Such were Sevier and Robertson, the leaders in the little frontier
outpost of civilization that was struggling to maintain itself on the
Watauga; and these two men afterwards proved themselves to be, with the
exception of George Rogers Clark, the greatest of the first generation
of Trans-Alleghany pioneers.
Their followers were worthy of them. All alike were keenly alive to the
disadvantages of living in a community where there was neither law nor
officer to enforce it. Accordingly, with their characteristic capacity
for combination, so striking as existing together with the equally
characteristic capacity for individual self-help, the settlers
determined to organize a government of their own. They promptly put
their resolution into effect early in the spring of 1772, Robertson
being apparently the leader in the movement.

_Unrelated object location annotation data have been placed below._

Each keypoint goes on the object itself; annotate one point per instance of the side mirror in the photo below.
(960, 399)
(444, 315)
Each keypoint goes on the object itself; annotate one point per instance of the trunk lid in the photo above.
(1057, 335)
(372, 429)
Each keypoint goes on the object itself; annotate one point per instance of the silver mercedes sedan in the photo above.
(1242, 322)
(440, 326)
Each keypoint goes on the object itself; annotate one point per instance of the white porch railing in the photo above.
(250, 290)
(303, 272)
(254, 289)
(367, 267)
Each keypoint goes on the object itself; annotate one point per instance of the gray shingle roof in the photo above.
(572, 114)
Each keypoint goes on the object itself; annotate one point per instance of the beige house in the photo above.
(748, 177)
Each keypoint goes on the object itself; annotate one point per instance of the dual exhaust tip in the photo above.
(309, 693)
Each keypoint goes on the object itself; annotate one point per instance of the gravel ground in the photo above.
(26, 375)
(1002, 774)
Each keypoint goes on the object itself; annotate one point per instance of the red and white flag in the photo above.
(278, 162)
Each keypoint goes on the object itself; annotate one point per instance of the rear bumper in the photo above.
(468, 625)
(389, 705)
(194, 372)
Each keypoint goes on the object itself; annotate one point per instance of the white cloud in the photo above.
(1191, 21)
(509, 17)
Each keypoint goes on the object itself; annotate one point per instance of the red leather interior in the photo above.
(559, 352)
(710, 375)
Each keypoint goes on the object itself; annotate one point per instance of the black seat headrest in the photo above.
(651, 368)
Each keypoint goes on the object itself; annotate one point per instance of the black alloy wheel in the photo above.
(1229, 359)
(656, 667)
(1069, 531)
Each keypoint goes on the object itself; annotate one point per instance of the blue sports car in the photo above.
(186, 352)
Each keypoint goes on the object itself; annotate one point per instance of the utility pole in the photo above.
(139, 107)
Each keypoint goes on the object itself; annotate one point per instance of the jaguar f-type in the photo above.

They decided to adopt written articles of agreement, by which their
conduct should be governed; and these were known as the Articles of the
Watauga Association. They formed a written constitution, the first ever
adopted west of the mountains, or by a community composed of
American-born freemen. It is this fact of the early independence and
self-government of the settlers along the head-waters of the Tennessee
that gives to their history its peculiar importance. They were the first
men of American birth to establish a free and independent community on
the continent. Even before this date, there had been straggling
settlements of Pennsylvanians and Virginians along the head-waters of
the Ohio; but these settlements remained mere parts of the colonies
behind them, and neither grew into a separate community, nor played a
distinctive part in the growth of the west.